Par Mamadou Sèye
Il flotte dans l’air un parfum singulier, un mélange d’attente déçue et d’interrogation profonde. Le peuple, qui a consenti tant d’espoirs, observe aujourd’hui avec une attention accrue les premiers pas de ceux qu’il a porté au pouvoir à 54% au premier tour et auxquels il a offert une majorité confortable à l’Assemblée nationale. Le message était clair, limpide : nous vous donnons les instruments, nous vous offrons la légitimité, nous vous accordons notre confiance. A présent, faites ce que vous avez promis de faire. Et c’est à ce carrefour que se cristallise un malaise diffus, mais réel. Beaucoup ne comprennent pas ce qui se passe, ou plutôt, ils ont l’impression de comprendre : que les anciens réflexes persistent, que la justice piétine, que la réconciliation se présente non pas comme un horizon apaisé, mais comme une injonction à l’oubli. Et cela, ils le refusent.
Car la perception, en politique, vaut souvent réalité. On peut gouverner avec des idées, mais jamais contre les perceptions. Aujourd’hui, celles-ci s’accumulent avec une netteté désarmante. On reproche au Président de la République d’être le théoricien d’une réconciliation impossible, tant que justice ne sera pas rendue.
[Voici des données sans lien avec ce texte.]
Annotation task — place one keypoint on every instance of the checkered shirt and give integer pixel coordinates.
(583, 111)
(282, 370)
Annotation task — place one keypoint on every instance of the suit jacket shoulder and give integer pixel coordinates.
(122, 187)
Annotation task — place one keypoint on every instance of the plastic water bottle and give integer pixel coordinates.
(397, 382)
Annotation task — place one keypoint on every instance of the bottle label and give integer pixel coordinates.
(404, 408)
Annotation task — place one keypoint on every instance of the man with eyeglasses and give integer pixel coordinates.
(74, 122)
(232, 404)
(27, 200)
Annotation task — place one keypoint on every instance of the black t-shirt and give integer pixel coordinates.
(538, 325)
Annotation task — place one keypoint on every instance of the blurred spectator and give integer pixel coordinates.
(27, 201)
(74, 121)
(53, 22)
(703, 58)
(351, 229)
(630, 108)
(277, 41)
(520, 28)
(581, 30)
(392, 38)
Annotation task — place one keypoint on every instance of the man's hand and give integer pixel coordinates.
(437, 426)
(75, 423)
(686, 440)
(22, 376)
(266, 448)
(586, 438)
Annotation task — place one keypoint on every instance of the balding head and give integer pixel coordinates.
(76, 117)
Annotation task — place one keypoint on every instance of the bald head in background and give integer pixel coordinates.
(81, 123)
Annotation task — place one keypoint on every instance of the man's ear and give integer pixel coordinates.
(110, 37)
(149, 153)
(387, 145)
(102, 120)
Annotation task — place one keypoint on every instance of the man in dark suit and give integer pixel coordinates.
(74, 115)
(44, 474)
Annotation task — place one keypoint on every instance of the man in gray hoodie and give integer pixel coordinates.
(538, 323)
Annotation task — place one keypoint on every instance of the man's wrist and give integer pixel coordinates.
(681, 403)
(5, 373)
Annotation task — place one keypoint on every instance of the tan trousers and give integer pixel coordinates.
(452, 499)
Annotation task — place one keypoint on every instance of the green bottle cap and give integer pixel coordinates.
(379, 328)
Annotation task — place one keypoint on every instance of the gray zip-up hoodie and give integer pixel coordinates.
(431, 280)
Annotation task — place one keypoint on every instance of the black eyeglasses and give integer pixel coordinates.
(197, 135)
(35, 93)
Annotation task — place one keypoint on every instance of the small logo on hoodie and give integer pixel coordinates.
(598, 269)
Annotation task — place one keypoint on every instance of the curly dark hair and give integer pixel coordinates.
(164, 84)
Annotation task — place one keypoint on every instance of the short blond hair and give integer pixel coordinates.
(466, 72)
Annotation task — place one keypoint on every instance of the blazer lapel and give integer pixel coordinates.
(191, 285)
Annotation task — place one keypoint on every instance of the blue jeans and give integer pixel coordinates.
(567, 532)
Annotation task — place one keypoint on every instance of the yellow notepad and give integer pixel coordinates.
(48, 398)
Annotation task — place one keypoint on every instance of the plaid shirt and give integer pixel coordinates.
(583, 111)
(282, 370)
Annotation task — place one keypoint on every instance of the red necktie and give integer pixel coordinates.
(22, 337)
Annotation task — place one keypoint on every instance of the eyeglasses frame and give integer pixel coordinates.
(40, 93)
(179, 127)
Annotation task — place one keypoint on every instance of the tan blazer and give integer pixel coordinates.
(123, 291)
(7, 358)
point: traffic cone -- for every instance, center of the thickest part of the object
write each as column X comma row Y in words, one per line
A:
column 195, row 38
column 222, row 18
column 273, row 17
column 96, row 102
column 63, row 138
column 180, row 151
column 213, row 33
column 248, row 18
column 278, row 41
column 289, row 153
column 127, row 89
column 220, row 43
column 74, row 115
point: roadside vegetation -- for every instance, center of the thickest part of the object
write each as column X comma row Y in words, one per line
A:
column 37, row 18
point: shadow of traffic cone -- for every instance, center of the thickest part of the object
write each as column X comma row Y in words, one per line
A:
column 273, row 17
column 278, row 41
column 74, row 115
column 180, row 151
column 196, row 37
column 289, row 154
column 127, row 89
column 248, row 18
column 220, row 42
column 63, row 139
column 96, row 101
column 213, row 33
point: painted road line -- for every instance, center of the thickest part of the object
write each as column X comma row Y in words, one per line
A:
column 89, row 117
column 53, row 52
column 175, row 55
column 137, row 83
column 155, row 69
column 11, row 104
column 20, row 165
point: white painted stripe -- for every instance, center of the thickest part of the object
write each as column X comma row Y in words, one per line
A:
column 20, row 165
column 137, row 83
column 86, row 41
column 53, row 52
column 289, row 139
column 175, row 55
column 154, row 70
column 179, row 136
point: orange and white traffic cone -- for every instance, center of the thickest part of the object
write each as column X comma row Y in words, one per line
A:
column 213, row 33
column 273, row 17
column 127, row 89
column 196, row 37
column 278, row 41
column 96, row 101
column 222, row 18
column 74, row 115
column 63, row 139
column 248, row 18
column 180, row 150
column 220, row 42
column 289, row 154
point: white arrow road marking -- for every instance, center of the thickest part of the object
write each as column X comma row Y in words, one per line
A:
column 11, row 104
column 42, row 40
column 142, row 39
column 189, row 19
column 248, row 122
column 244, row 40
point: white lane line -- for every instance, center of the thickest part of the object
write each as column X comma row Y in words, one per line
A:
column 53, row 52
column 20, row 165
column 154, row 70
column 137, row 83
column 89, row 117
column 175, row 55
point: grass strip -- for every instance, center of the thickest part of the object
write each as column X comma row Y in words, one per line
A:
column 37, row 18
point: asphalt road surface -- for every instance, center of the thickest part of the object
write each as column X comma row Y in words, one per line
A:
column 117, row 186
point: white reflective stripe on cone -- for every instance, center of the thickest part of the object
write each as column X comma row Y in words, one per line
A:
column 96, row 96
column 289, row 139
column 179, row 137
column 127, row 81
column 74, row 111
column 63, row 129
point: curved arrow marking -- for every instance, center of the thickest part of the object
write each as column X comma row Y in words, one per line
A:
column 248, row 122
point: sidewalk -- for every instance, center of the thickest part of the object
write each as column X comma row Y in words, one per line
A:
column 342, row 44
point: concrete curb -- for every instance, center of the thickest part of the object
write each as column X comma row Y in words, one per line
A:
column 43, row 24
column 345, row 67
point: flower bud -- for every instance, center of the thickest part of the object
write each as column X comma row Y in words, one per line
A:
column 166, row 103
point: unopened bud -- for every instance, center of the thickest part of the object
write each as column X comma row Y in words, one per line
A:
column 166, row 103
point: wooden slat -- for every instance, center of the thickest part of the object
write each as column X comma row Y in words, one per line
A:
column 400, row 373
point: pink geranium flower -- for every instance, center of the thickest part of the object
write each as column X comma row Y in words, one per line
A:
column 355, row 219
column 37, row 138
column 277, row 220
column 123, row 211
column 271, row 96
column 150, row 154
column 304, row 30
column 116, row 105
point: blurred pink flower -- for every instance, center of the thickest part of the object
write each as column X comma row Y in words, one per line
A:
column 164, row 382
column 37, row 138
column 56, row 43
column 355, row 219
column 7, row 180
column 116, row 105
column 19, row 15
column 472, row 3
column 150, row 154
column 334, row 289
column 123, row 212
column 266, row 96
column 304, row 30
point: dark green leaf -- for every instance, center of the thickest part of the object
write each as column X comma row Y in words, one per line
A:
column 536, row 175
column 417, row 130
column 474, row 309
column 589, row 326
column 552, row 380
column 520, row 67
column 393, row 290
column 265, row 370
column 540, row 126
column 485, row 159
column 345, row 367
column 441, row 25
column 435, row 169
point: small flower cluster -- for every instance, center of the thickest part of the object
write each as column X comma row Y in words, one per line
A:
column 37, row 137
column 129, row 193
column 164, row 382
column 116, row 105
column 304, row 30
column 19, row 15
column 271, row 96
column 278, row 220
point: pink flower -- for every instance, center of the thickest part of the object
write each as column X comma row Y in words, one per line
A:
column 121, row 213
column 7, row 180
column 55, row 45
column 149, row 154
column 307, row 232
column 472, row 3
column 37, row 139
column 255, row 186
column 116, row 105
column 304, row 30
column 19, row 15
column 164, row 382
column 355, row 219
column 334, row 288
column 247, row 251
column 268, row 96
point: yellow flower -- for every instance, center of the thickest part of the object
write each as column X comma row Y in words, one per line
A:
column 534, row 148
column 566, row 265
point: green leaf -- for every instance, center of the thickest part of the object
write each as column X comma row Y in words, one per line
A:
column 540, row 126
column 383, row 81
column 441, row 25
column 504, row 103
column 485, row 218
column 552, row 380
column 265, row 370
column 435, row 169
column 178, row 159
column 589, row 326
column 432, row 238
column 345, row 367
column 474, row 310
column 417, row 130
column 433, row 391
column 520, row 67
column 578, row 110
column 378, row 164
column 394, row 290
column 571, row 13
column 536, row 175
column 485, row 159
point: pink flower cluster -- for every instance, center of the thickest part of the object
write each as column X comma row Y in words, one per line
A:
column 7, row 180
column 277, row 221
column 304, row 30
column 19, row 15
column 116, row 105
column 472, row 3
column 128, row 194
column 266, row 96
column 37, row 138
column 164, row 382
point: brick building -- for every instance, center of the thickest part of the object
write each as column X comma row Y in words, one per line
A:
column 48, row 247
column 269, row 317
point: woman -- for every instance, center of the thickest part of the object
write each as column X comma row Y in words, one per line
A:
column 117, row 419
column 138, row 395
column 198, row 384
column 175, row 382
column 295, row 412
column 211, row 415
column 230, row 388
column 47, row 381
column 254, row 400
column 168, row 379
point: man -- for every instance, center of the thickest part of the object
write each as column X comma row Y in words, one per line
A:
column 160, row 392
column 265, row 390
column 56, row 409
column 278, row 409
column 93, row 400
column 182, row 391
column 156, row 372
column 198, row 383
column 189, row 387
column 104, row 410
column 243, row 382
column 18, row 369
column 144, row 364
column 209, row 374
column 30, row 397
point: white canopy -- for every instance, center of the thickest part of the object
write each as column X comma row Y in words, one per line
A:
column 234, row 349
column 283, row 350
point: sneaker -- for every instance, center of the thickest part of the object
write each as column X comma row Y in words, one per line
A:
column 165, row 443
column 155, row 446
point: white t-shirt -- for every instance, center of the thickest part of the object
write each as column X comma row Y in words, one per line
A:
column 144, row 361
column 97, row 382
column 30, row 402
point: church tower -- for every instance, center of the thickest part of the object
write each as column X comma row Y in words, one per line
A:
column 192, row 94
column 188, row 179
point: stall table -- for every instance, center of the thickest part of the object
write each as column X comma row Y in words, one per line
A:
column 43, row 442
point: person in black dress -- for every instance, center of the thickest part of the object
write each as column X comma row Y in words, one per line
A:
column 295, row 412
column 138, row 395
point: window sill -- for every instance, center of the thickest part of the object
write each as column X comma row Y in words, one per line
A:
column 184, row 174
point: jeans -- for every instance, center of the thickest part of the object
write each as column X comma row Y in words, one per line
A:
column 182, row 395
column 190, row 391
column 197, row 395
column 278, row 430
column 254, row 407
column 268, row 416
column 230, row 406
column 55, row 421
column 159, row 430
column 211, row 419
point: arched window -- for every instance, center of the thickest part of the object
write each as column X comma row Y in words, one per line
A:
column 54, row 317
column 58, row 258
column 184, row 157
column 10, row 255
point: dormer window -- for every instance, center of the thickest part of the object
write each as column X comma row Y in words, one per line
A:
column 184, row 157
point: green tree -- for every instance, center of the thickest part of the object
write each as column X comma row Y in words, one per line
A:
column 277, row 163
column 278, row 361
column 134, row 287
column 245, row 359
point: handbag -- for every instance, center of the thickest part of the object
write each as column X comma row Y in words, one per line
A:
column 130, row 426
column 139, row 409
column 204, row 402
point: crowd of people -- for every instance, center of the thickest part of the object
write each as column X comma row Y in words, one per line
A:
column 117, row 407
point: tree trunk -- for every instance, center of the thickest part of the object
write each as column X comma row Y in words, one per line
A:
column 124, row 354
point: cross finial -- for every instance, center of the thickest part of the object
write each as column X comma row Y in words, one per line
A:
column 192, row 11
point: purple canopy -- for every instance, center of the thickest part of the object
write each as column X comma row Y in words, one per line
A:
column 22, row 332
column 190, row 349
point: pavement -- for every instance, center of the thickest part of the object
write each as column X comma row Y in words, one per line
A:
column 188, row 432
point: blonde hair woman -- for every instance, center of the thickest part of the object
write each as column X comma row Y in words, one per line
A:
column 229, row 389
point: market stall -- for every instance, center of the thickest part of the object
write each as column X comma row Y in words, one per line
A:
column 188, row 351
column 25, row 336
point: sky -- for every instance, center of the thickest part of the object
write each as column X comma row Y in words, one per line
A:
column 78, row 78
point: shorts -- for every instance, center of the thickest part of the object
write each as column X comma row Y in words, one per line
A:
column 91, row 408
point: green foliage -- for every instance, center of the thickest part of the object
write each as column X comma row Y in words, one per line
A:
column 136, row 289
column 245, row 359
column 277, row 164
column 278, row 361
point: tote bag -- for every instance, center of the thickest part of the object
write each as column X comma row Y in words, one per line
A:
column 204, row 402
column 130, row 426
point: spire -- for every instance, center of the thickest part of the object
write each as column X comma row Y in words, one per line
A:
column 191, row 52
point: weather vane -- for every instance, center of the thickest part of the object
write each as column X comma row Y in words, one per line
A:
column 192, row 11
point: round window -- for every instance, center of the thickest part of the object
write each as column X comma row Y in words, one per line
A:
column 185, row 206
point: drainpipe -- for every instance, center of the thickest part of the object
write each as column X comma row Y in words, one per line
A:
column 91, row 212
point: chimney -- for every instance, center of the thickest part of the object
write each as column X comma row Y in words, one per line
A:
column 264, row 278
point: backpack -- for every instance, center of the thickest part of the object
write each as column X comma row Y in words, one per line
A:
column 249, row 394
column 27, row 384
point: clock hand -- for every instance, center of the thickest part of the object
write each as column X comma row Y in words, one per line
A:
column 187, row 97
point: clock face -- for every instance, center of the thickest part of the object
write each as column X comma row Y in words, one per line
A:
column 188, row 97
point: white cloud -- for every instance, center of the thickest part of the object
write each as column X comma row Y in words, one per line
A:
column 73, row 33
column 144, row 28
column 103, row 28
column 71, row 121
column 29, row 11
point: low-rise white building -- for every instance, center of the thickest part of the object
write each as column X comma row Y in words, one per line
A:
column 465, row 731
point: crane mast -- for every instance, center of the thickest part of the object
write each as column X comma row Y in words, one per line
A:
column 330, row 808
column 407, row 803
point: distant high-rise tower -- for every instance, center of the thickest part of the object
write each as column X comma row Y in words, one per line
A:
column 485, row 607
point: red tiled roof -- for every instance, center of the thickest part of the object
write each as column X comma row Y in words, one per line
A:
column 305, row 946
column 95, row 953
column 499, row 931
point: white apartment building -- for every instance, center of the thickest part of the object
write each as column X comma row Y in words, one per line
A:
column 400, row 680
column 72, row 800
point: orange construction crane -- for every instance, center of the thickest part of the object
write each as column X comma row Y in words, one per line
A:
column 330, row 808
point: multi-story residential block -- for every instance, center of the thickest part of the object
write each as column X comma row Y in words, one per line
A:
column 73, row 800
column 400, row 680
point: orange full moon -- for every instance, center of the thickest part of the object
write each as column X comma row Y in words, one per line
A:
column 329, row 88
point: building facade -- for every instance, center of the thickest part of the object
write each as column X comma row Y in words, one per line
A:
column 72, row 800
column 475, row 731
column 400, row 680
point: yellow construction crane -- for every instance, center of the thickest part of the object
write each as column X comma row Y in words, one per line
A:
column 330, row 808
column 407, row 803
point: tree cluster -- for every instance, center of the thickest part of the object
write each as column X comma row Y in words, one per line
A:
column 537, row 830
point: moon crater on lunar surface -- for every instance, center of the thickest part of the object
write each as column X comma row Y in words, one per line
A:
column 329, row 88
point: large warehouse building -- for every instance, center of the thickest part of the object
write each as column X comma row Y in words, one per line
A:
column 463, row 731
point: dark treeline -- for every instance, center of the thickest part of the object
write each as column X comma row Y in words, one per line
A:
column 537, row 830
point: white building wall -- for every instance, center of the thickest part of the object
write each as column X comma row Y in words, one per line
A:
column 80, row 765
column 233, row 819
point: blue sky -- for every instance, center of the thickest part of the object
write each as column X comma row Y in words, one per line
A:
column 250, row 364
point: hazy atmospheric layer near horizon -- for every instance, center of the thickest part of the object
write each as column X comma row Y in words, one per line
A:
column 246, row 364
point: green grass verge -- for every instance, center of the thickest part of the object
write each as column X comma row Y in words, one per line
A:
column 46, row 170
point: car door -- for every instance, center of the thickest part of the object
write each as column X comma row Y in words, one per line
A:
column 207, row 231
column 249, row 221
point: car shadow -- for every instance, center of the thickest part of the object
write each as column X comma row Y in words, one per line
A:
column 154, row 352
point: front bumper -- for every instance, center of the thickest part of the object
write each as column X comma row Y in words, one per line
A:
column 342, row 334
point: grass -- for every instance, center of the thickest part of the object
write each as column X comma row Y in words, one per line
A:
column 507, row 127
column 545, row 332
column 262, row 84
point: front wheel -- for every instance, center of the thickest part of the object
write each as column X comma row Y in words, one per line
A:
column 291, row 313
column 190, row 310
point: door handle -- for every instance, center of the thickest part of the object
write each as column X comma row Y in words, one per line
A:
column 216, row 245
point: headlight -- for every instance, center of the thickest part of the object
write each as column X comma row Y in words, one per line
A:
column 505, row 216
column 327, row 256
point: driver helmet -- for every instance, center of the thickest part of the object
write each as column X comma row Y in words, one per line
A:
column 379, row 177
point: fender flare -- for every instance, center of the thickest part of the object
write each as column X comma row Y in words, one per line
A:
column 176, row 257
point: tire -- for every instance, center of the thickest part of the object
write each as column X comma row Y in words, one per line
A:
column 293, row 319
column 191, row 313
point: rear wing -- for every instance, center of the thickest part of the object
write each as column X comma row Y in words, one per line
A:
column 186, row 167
On lui dit, en filigrane, que la page ne se tourne pas par décret, qu’on ne peut demander à une Nation de fermer les yeux sur ce qu’elle n’a pas vu juger. Paradoxalement, la majorité des citoyens n’est pas contre la réconciliation. Elle est même prête à la souhaiter, à la chérir, à l’habiter. Mais son prix est clair : vérité, justice, réparation. On ne répare pas une fracture en recouvrant simplement le sol d’un tapis neuf.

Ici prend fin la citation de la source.